Na noite de 16 de Fevereiro, os dois gerentes da JM — Jornal da Mealhada, Lda deslocaram-se à sede da ACB e, perante cinco directores, entre os quais o referido vice-presidente e o presidente da direcção, expuseram a recusa das escolas e o mal-estar provocado pelo gesto do vice-presidente da direcção da ACB. Na ocasião, o presidente da direcção relembrou a necessidade da avaliação, e acrescentou que não tinha condições para fazer uma avaliação de forma diferente da solicitada ao Jornal da Mealhada. Os directores da ACB manifestaram as suas opiniões, algumas diferentes da do presidente, sem, no entanto, apresentarem alternativas, e entendemos que devíamos sair da sala para que a direcção da ACB tomasse uma decisão sobre a manutenção ou não do convite ao Jornal da Mealhada. Minutos depois fomos informados de que se mantinha o convite nos moldes iniciais. Ao Jornal da Mealhada foi solicitado, no entanto, que prescindisse do anúncio dos resultados na tenda gigante e que assegurasse a divulgação da ideia de que a ACB era completamente alheia ao resultado do concurso. Os gerentes do Jornal da Mealhada exigiram que o vice-presidente da ACB se retratasse junto das escolas, e que o teor da deliberação fosse passada a escrito e transmitida aos dirigentes das escolas. Assim aconteceu nesse mesmo dia.
A comissão técnica da avaliação dilatou o prazo de entrega do material informativo solicitado às escolas. No entanto, apenas uma das quatro escolas, o GRES Batuque, entregou essa informação.
A avaliação decorreu de forma tranquila, havendo apenas a assinalar um problema com uma jurada. Lamentámos a ausência do representante da ACB na comissão técnica, conforme havia ficado decidido em 6 de Fevereiro, e que foi condição para o aceitar do convite. No dia da divulgação dos resultados representantes de quatro escolas deslocaram-se à Esplanada Jardim para ouvir o veredicto — prova da aceitação da avaliação — e, no dia da entrega de prémio, componentes de todas as escolas aplaudiram os vencedores que receberam prémios monetários — demonstração de desportivismo.

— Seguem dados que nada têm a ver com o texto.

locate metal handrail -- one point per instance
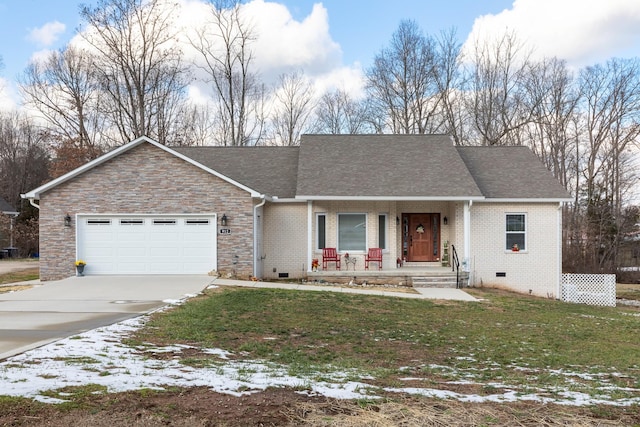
(455, 265)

Ao longo deste processo quase todos os representantes das escolas que se recusaram a colaborar com a organização da avaliação fizeram saber que nada tinham a opor à avaliação, ou ao facto de ser o Jornal da Mealhada o organizador. Ficou sempre para nós claro que estariam revoltados com o facto de não ter sido dado cumprimento a uma alegada deliberação de Novembro de 2008 de promover uma avaliação exclusivamente interna, não pública nem publicada. Não percebemos as razões de tal decisão. Nem quais seriam as questões de fundo subjacentes para que as escolas e os dirigentes da ACB recusassem liminarmente, e à priori, uma avaliação pública, considerando até que estariam, todas, em igualdade de circunstância
Como em 2006 e 2007, colocámos em três dezenas de pessoas a missão, sempre difícil, de apreciar o trabalho apaixonado de muitas outras. Entendemos, ainda, que o veredicto e a análise desses avaliadores deveria ser ponderado pelos dirigentes das escolas. Trata-se da opinião fundamentada de uma amostra de pessoas, e devidamente informada sobre o trabalho desenvolvido pelas escolas. É a fundamentação dessas opiniões, essas justificações que os jurados estavam obrigados a produzir, que, depois de ponderada a sua justeza, devem servir para as escolas melhorarem o seu trabalho. Esse sempre foi e será o nosso principal objectivo.
Editorial do Jornal da Mealhada de 4 de Março de 2009
Anda com uma necessidade de se justificar q eu vou-lhe dizer sr. Nuno Canilho !! Tá bem é tudo muito lindo!! Vê lá se para o ano não metes tanta água!!
É pá! Já há um ‘para o ano vê lá’! Sim senhor. Afinal sempre tinhamos razão!
“Enquanto houver estrada para andar, nós vamos continuar!”